A curadora Lisette Lagnado iniciou as apresentações na conferência.
A artista Regina Silveira deu depoimento sobre sua convivência com León.
Regina também mostrou algumas das mais importantes obras do artista.
Diretora do MAMBA, Victoria Noorthoorn falou sobre momentos descontraídos com León.
Victoria também contou sobre a ida do artista à Bienal de Veneza.
Também falou no evento Pablo León de la Barra, do Guggenheim NY).
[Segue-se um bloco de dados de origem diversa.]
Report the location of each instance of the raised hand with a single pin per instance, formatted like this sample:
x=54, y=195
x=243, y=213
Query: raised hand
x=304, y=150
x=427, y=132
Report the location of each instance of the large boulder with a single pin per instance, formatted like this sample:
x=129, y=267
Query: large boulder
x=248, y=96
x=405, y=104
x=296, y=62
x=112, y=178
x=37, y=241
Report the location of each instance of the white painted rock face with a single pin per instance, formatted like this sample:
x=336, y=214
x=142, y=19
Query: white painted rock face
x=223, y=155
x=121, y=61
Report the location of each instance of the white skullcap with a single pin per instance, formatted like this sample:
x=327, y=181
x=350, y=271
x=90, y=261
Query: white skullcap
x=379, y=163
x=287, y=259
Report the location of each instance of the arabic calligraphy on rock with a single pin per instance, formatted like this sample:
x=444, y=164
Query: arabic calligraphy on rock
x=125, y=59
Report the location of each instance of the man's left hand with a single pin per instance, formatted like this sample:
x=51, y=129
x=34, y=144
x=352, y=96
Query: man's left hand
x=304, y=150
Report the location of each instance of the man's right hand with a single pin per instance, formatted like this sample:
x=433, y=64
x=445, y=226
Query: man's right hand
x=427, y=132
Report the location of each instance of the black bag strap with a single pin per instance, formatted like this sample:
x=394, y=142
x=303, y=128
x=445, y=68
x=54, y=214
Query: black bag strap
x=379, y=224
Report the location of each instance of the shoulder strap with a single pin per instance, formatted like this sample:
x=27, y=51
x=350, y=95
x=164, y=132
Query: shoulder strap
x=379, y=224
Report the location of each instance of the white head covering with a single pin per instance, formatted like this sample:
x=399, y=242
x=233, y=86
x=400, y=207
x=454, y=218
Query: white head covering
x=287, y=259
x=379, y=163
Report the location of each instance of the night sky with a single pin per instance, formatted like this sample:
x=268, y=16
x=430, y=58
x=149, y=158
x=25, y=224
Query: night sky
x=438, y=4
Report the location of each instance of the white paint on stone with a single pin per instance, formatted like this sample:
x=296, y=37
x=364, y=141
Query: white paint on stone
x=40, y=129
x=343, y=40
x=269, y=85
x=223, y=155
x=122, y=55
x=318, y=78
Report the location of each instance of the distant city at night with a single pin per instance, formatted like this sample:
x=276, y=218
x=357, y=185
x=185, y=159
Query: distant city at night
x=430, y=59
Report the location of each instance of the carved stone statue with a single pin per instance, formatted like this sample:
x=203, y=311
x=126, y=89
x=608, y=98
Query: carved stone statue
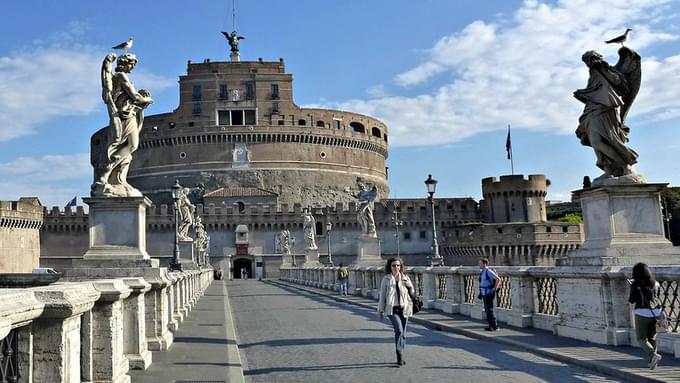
x=309, y=229
x=201, y=235
x=608, y=97
x=233, y=39
x=125, y=106
x=186, y=214
x=284, y=242
x=366, y=199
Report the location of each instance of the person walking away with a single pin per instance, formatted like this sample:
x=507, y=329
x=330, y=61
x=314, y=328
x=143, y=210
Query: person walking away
x=643, y=293
x=343, y=278
x=395, y=302
x=488, y=280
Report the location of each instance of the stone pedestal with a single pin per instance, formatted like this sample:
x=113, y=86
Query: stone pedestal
x=368, y=252
x=117, y=227
x=623, y=225
x=311, y=258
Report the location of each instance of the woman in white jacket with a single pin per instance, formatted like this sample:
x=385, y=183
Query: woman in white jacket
x=395, y=302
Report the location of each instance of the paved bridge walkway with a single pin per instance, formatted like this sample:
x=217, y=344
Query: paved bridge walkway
x=288, y=333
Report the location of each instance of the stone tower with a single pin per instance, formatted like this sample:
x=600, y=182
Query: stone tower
x=514, y=198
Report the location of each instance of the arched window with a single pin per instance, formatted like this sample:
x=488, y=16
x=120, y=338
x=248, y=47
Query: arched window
x=358, y=127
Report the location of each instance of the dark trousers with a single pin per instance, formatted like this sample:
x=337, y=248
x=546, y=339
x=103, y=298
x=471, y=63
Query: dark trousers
x=488, y=309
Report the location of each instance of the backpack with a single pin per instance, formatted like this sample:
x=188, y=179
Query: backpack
x=499, y=284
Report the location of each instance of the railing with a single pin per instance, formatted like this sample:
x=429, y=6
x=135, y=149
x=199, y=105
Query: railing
x=585, y=304
x=668, y=299
x=546, y=296
x=9, y=366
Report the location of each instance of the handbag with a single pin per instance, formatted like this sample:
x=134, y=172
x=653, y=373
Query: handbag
x=661, y=322
x=417, y=302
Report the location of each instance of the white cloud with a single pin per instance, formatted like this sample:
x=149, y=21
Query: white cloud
x=523, y=71
x=54, y=79
x=55, y=179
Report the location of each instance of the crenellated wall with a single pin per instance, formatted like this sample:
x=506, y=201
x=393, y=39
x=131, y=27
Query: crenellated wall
x=20, y=223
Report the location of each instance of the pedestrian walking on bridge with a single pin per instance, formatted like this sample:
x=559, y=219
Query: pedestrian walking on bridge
x=643, y=293
x=395, y=302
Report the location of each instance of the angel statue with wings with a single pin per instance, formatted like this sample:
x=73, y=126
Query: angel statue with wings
x=366, y=199
x=607, y=98
x=125, y=106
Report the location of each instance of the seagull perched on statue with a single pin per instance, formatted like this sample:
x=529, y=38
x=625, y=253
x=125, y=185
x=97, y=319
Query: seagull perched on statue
x=620, y=39
x=124, y=46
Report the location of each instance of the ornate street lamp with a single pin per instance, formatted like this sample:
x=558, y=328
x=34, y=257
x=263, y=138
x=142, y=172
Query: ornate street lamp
x=292, y=244
x=397, y=223
x=329, y=227
x=435, y=259
x=176, y=190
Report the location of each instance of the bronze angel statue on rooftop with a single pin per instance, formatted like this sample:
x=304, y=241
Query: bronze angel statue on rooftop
x=608, y=97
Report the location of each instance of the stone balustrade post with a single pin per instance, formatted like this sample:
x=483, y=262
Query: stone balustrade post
x=158, y=336
x=57, y=332
x=136, y=346
x=20, y=307
x=109, y=363
x=429, y=286
x=522, y=296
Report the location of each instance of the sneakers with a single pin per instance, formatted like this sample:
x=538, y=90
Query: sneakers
x=654, y=361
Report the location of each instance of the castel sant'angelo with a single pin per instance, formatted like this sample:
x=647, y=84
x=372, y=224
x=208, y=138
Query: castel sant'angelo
x=237, y=130
x=259, y=168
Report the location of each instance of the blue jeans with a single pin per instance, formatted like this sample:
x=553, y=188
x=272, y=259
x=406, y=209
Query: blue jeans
x=343, y=286
x=399, y=323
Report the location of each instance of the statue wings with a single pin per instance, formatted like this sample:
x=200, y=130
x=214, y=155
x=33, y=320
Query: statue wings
x=629, y=65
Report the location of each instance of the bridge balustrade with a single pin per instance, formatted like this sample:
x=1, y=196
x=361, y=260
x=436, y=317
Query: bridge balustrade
x=587, y=304
x=93, y=330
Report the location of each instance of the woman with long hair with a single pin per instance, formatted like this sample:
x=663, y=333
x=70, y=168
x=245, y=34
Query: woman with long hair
x=643, y=292
x=395, y=302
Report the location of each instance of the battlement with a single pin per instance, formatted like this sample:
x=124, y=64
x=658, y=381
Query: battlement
x=536, y=184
Palavras Ajenas foi encenado em setembro de 2017 em Los Angeles, na California, durante o Projeto Pacific Standard Times, no teatro RedCat Carlarts. A peça com oito horas de duração foi traduzida pela primeira vez para a língua inglesa e foi encenada ao mesmo tempo que ocorria a exposição do artista, curada por Ruth Estevez, Agustín Diez Fisher e Miguel Lopez. A mostra itnerou para o PAMM – Perez Art Museum Miami e fica em cartaz até 12 de agosto de 2018.
Em paralelo, a obra foi encenada num seminário internacional no Museu Reina Sofia, em Madri, e terá outras apresentações no museu universitário da Universidad Nacional de Colombia, em Bogotá, no dia 22 de maio. Em seguida, ela partirá para o Museu JUMEX, na cidade de México, no dia 2 de Junho.
O visitante pode ver exposições solo na Galeria Nara Roesler em Nova Iorque (22 East 69th Street 3R) e em São Paulo (Av. Europa, 655).